Seine nie versiegenden Ideen ließen den Geschäftsführer eine Art Partei gründen. In der ADG (Allianz des Guten) hat er ein gutes Dutzend Gleichgesinnter um sich geschart, die den Verein über eigene Interessen stellen. „Um Hilfe zu bitten, das war für mich eine schwierige Entscheidung. Wir haben aber ein Instrument gefunden, das uns über die schwierige Zeit bringen wird“, ist er zuversichtlich und hat auch seinen Humor nicht verloren: „Zur Bundestagswahl werden wir mit meiner Partei im Herbst aber nicht antreten.“
Der schon ein Jahr anhaltende Pandemie-Fluch habe auch gute Seiten entwickelt. „Krise macht ehrlich. Ich habe gesehen, dass ich mich auf Freunde verlassen kann. Die Füchse-Familie ist intakt.“ Besonders stolz ist Bob Hanning auf seinen Hauptsponsor Deutsche Wohnen. Das in den DAX aufgestiegene Börsen-Unternehmen habe dafür gesorgt, dass er in der hektischen Zeit in Ruhe habe weiter arbeiten können. „Deswegen bin ich richtig sauer, was manchmal über diese Firma an Unwahrheiten verbreitet wird. Deutsche Wohnen ist ein hundertprozentig verlässlicher Partner.“ Bei einem Mann, der keinerlei Mittelmaß akzeptiert, ist das ein gewaltiges Lob.

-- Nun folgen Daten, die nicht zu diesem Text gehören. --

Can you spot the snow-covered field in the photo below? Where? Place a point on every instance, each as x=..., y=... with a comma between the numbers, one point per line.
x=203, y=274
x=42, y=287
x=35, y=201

Olympia in Tokio wird wieder einmal Gradmesser für die durchaus gewagten und teils bewusst provozierenden Prognosen von Bob Hanning sein. Dann konzentriert sich der Vordenker des Berliner Handballs auf seinen Verein. Und auch da hat er schon in die Zukunft geblickt: sportlicher Angriff auf die finanziell übermächtigen Spitzenvereine aus Kiel, Flensburg und Mannheim und Einzug in die Champions League. Allerdings hat der Handball-Visionär hier noch keinen Zeitpunkt vorgegeben.